Isso é um certo manejo ideológico (consciente ou semi) que permita a novidade passageira (os concretismos) e sonegue a diferença ou inutilize o futuro, sempre imprevidente e tumultuoso, quase desnecessário. Porque o futuro, para os que comandam o presente, a seu bel prazer e lucro alto, é sempre muito perigoso. V.g.o movimento passelivre, políticanova.

 

Toda novidade é insuportável (Adorno). Perante as indústrias culturais, a arte diminuiu ou, melhor, perdeu sua evidência, seu mistério. É utilidade, fácil embora complexa, aberta, ou está fora, é inútil ao mercado. Se não tem a atenção do mercado, não merece. Adorno esclarece: o novo, quando advem, sua característica é a ausência de intenção, o acaso dita. Se não for ditado do acaso e carregar em si um propósito, uma intenção, tal arte é pra valer, é o novo, sim. Assim recebida com indiferença, ao contrário da situação anterior, com deferência. E o caso da Poesia Absoluta, a realmente moderna, digna do século 21. E estranha ainda aos milhões de alienados e retrógrados leitores.

A dialética de Adorno, preservando a ambiguidade essencial da tradição do que seja moderno, é positiva. O que há de paradoxal na modernidade, dispara Adorno, é que ela tem uma história, mas, ao mesmo tempo, é prisioneira da eterna repetição da produção em massa (como o soneto).

Passou o tempo do modernoso e da velha modernidade arquivada ou transformada em velharia viva. Chegou a época do neoposmodernismo (em poesia).

Valéry dixit: No século XIX, a noção de revolução deixou de representar a ideia de reforma violenta (imposta à bala ou à sílaba) – por causa de um mau estado das coisas, para se tornar a expressão de uma mudança que se impõe enquanto tal, qualquer que seja. O passado próximo tornando-se inimigo. É o caso da estranheza (termo preciso do crítico Antonio Candido) em relação à poesia neoposmoderna ou mesmo da incompreensão, pós Geração 45, do que seja poema livre.
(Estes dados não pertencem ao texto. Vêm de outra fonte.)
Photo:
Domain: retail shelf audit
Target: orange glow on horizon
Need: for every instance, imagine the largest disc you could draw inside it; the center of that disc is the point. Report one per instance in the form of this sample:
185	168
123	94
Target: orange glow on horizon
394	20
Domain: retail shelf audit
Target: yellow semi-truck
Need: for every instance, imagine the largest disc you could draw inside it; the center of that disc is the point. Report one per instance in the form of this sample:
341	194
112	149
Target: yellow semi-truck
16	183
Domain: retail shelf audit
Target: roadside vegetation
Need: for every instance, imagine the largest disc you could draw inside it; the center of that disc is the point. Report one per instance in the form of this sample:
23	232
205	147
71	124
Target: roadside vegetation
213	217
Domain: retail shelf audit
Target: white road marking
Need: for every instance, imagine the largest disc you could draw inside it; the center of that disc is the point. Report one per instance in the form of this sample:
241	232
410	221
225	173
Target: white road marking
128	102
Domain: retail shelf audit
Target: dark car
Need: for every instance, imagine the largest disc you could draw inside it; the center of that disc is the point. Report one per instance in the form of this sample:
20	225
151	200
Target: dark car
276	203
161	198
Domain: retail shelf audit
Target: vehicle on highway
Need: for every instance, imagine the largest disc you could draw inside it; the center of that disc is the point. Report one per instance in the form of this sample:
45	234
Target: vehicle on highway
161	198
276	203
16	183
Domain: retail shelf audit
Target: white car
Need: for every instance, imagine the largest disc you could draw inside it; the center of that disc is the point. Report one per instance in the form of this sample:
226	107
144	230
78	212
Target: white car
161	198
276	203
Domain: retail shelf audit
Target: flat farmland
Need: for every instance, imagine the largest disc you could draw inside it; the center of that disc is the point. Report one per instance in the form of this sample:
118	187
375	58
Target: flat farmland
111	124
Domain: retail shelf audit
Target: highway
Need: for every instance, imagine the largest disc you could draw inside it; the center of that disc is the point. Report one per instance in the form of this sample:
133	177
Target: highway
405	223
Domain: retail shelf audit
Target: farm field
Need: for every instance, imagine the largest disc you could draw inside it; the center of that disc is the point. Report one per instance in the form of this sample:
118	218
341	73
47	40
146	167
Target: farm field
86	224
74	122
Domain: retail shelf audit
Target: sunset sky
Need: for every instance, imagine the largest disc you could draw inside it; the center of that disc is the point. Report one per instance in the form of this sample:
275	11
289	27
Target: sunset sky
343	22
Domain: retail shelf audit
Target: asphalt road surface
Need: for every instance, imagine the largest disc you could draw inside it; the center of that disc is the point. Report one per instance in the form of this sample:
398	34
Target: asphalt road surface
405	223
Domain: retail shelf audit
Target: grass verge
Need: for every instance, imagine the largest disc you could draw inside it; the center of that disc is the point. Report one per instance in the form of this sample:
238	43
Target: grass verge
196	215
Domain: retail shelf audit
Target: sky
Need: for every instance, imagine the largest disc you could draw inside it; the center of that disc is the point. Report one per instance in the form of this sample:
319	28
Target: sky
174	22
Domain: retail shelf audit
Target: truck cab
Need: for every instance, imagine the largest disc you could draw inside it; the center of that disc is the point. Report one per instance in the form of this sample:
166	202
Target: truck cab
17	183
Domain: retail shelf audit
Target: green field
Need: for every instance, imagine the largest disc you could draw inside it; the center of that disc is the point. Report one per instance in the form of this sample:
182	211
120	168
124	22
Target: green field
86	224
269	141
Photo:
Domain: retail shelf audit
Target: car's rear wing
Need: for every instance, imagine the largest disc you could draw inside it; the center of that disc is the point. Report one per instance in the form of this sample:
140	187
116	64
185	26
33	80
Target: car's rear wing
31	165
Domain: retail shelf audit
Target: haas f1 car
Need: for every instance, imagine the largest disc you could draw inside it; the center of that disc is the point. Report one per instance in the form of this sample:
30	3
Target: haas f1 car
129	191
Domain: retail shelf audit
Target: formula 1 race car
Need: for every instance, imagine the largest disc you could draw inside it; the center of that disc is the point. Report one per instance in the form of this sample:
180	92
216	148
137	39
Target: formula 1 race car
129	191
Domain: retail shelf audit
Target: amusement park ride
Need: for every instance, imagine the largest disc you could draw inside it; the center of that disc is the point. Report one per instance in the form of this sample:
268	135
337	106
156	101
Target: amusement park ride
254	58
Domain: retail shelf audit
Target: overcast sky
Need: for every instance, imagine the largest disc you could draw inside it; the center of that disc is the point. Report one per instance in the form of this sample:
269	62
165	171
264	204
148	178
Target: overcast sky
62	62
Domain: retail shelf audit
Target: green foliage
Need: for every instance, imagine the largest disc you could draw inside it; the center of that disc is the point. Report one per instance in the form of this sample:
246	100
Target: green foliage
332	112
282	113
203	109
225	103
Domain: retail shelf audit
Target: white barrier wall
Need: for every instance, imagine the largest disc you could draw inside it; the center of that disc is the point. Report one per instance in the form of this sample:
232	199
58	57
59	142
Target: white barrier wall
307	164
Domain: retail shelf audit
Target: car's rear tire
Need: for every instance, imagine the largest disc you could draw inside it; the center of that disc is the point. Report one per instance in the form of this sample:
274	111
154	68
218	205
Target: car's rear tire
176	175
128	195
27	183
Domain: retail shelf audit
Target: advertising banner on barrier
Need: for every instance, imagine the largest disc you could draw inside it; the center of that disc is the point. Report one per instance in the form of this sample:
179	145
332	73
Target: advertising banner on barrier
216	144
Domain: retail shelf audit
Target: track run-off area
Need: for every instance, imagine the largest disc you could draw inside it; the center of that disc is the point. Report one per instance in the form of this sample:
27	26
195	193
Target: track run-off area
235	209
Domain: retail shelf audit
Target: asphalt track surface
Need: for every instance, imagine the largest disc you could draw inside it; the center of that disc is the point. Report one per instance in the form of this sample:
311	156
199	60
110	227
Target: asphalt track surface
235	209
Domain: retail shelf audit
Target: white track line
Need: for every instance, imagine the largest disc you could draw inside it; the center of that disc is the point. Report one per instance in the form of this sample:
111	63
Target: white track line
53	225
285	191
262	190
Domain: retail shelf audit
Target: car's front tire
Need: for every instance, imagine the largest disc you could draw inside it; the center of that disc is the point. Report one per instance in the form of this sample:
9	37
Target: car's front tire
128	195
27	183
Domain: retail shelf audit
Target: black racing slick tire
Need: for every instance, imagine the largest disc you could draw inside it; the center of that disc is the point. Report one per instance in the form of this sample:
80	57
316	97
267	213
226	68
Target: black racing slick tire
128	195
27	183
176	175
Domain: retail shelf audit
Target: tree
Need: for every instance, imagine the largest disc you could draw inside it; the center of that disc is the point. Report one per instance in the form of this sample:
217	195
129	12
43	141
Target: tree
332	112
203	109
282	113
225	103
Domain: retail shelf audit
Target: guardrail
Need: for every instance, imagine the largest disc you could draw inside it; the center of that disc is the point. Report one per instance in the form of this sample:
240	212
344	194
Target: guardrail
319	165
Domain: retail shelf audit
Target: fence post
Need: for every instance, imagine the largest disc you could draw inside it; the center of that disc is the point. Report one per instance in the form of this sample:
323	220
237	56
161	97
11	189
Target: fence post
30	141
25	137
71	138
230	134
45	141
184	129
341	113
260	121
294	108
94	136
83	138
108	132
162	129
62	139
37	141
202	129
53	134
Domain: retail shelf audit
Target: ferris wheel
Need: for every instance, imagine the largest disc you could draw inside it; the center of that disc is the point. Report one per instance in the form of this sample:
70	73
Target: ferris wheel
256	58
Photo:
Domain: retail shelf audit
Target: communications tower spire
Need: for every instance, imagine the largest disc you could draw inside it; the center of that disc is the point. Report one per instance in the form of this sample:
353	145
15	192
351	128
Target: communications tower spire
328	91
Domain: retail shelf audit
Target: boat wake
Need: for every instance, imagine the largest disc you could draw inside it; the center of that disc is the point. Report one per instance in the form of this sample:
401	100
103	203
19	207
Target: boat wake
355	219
A poesia, por decorrência de um capricho ou má intenção ou ignorância da sociedade burguesa autonomizada (pós era Vargas), no Brasil, deixou de ser uma necessidade histórica evolutiva, prenhe de mutações e novos caminhos, para voltar a ser mero jogo de salões, sorriso da sociedade, coisa de festa de aniversário, demonstração de habilidade silábica técnica do verso, só.

A poesia, como resistência à sociedade capitalista, não como arma social, porém como reflexão do futuro, utopia da palavra, complexidade do presente, rebelião do verbo contra a mesmice consumista, foi obstada no Brasil. O efêmero e o eterno eternos inimigos.

E Benjamim arremata: domesticando-se a história, via construções teleológicas – ou ideologias de progresso (mais material que carnal), oculta-se o futuro (ou o adia), enquanto fonte de inquietação (e motor da história).

A conclusão é que a vanguarda é efêmera (eterna só a arte grega e seu encanto que hipnotizou Marx) e muitas vezes torna-se retaguarda vã; a vanguarda é passageira e válvula de fuga de uma situação a que se impermite o ataque. (No Brasil, já estamos à espera da REVANGUARDA).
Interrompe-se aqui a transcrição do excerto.